Positive real wage growth gives workers a chance to claw back some of the purchasing power lost during high inflation

A cooler labour market may lessen the focus on inactivity and ill-health, but policymakers and employers must continue to help people get into and stay in work

Responding to today’s ONS labour market figures, Jon Boys, senior labour market economist for the CIPD, the professional body for HR and people development, comments: 

With unemployment up and employment down, today’s statistics show a cooling labour market. Other evidence of cooling includes the continued fall in vacancies, and an uptick in the redundancy rate. Taken together, this will ease pressure on recruitment and retention. It may also lead to the Bank of England cutting the base rate sooner. 

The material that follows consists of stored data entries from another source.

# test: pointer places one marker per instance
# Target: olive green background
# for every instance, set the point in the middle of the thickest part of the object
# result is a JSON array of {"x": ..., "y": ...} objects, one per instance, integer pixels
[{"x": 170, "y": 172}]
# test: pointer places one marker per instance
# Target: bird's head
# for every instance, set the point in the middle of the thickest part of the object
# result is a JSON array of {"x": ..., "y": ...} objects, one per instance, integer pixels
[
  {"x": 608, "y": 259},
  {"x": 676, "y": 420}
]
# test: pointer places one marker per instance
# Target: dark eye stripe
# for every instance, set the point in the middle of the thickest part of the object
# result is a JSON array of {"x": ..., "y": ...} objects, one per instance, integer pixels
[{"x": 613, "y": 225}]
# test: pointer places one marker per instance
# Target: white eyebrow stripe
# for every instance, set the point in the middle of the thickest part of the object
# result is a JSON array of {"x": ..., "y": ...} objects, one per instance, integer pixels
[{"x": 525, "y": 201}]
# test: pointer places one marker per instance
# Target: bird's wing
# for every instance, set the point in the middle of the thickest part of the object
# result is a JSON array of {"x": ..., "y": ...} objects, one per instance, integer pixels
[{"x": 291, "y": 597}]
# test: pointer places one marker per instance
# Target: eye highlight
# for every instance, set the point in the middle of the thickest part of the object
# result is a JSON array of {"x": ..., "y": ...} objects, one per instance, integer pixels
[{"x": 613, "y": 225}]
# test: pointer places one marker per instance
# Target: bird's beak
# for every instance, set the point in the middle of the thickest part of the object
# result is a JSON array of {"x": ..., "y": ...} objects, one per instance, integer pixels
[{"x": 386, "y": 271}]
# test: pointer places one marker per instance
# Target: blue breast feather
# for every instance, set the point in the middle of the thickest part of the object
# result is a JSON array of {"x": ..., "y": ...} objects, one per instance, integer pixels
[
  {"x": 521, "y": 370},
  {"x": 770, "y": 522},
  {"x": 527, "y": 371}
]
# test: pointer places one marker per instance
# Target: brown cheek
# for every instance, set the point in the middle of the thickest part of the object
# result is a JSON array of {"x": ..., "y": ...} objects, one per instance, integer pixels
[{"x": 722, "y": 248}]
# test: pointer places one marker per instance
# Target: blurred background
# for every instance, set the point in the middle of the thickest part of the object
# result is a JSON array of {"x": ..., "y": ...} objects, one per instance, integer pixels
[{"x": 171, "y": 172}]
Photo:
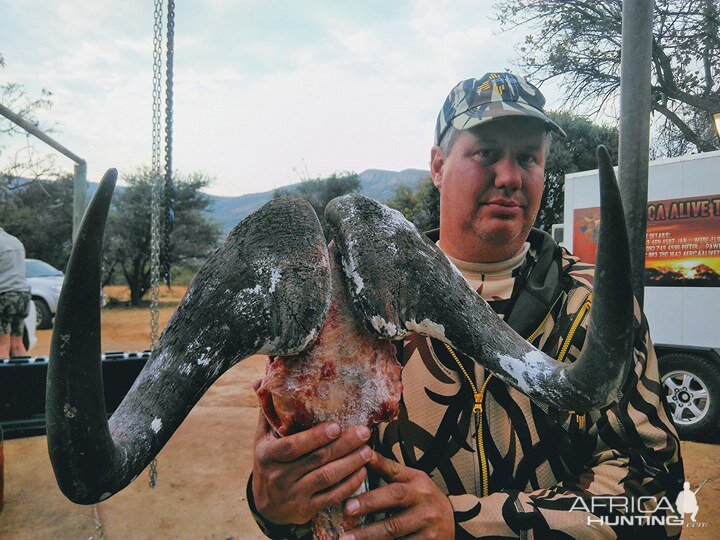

Falling inflation means robust real regular pay growth of 1.9%, unseen since the post pandemic bounce back two and half years ago. If real wage growth can remain positive, workers could start to claw back some of the purchasing power lost in recent times.

Inactivity rose this quarter. Since the pandemic the long-term sick have become an increasingly large component of the total inactive. A tight labour market has kept a focus on inactivity as government and business sought to boost labour supply amidst skills shortages. As the labour market cools this focus might lessen, but it mustn’t. Employers can make reasonable adjustments and invest in occupational health. Not only to facilitate people who are inactive back into work, but to future-proof their workforces by helping people to stay in work. Approximately half of people of working age with a long-term health condition are still in work, showing that appropriate measures can help both individuals and organisations be resilient.